5. Not enough long-term care centers

Long-term care centers are at capacity with long waitlists. In the 1950s, there were an average of 340 inpatient beds available per 100,000 people, while now, only 17 beds are available per 100,000 people. Currently, it takes an average of 48 days for people with a mental illness to find and receive the care that they need, which is often too late when dealing with severe addiction, suicidality, or psychosis. Usually, during that long waiting period, families, communities, and care workers, who are unequipped to support the patient, end up expending large amounts of energy and money to prevent the worst from occurring, draining themselves and those around them.
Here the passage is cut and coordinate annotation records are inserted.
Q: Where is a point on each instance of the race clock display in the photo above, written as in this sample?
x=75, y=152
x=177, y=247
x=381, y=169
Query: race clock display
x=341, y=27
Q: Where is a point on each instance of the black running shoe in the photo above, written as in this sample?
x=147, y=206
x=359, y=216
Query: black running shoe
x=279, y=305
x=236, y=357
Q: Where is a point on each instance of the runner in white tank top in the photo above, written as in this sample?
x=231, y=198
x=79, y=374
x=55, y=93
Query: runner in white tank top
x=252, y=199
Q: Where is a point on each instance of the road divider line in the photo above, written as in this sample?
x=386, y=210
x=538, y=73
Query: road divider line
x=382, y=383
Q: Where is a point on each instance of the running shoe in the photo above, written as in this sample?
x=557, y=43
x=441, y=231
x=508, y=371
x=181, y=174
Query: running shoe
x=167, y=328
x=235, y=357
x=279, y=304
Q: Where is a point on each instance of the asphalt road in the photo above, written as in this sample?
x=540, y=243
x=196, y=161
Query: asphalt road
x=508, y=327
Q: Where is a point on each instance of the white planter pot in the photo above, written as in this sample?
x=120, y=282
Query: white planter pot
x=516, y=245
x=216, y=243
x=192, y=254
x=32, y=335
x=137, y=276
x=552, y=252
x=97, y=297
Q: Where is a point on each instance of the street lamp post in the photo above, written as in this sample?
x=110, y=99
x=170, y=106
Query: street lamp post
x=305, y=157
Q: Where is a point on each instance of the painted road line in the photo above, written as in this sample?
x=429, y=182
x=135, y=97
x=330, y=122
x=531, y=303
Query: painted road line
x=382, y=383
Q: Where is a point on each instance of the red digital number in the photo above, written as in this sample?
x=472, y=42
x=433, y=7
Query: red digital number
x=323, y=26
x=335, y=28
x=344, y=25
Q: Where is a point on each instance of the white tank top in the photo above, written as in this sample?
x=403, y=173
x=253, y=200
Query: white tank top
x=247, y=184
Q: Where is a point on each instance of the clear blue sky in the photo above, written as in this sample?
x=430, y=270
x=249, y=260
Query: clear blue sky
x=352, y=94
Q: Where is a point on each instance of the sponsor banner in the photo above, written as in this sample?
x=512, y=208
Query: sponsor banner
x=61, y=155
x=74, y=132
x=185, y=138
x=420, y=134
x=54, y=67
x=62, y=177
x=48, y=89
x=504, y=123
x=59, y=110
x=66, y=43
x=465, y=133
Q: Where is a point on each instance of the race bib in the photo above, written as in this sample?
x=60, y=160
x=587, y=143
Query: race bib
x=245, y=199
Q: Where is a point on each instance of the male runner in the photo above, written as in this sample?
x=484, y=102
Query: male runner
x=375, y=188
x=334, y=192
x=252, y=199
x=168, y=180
This can lead to feelings of helplessness from the caseworkers, overwhelm and fear in families, and typically, increased symptoms in the patient.

In addition, existing long-term care centers are often mismanaged. Currently, 22% of patients in long-term care centers do not actually have a mental health diagnosis. This is troubling because an estimated 34.5% of people with a severe mental illness are not receiving care for their condition. We must find a way to get the right people to the right places for treatment.


  • Long-term care centers accept inappropriate clients to meet their financial needs and provide inadequate alternatives for those clients. By fixing the aforementioned insurance issues, long-term care centers will have the financial flexibility to triage clients based on need, rather than ability to pay.
  • Because insurance will not pay for long-term mental health care and long-term care centers are fairly expensive to run, it is extremely challenging for these centers to stay open. Insurance policies should be adjusted to cover long-term mental health rehabilitation to increase the availability of these treatment options.

Together, we can help our teens heal.

There are numerous factors contributing to the declining mental health of American teenagers. Antelope Recovery aims to mitigate the current bottlenecks in our country’s mental healthcare for teens by addressing these five problems in mental healthcare.